Neste ponto tomou a mão da reformada e disse:
— Mas o que talvez v.exa. ignore, é quem seja o autor desta história.

— Sei tudo, frei Estevam. O autor é o padre Antonio Gonçalves Leitão – acrescentou o governador – que supõe muito resguardado o seu nome da publicidade, quando não é desta, mas da minha gaveta, ou da sua sindicância, sr. desembargador, que ele mais deve recear.
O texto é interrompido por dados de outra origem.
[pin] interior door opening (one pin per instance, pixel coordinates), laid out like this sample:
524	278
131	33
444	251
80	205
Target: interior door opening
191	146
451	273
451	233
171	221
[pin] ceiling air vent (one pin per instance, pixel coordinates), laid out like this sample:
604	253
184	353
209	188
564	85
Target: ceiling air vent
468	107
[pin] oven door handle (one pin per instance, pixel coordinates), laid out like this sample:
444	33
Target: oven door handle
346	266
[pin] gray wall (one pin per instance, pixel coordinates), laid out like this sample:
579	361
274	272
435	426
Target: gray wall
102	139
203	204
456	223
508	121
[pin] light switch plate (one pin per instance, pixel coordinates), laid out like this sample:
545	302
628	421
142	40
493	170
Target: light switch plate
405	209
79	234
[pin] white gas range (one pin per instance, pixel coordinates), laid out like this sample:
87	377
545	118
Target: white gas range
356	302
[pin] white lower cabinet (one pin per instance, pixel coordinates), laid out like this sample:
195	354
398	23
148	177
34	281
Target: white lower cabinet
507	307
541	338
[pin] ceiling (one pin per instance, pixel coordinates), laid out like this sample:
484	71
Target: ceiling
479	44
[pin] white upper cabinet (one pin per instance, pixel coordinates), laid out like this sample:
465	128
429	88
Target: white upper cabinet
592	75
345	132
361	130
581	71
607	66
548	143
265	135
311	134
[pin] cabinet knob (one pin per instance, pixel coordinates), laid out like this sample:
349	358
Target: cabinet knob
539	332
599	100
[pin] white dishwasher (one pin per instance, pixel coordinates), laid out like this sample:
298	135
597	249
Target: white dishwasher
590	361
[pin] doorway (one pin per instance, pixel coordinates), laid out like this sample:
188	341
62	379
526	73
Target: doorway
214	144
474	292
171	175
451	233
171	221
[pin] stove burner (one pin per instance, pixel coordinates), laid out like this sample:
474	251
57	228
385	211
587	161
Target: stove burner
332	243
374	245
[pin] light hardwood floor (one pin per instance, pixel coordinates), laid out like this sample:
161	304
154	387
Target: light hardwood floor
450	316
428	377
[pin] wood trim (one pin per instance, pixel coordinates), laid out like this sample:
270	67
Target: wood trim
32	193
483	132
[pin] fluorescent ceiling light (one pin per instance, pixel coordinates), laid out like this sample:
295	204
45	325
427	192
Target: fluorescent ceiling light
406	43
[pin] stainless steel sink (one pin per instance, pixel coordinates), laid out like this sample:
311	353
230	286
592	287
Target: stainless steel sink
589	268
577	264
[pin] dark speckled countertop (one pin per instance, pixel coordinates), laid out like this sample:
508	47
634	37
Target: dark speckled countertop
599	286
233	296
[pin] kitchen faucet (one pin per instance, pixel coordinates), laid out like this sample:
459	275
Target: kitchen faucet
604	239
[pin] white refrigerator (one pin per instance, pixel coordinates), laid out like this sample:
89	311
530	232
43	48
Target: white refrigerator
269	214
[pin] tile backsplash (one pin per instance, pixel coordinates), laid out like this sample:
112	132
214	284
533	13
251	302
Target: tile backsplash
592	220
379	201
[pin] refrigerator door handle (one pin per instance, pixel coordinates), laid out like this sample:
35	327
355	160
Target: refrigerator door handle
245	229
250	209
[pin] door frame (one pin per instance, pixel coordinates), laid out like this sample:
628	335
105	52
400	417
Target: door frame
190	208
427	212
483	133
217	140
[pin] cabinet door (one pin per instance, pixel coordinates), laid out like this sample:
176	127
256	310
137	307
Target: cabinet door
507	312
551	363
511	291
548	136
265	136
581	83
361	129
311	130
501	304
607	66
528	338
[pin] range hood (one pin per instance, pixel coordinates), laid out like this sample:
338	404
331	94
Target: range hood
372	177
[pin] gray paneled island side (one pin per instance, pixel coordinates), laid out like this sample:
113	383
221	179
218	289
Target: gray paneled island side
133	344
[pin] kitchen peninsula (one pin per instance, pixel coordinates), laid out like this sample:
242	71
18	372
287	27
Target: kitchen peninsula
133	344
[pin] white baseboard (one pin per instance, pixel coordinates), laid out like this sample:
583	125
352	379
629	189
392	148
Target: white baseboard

— No meu canhenho está ele, disse o Cutia; e não se meterá de permeio uma semana que eu não lhe mande bater à porta.

— Agora talvez já não seja tempo, observou o governador.

— V. exa. sabe melhor do que eu que todo tempo é bom para se inquirir de um crime.

— Menos, ajuntou o governador, quando crimes maiores acabaram de ser perdoados, e réus de lesa-majestade são mandados soltar pela própria majestade.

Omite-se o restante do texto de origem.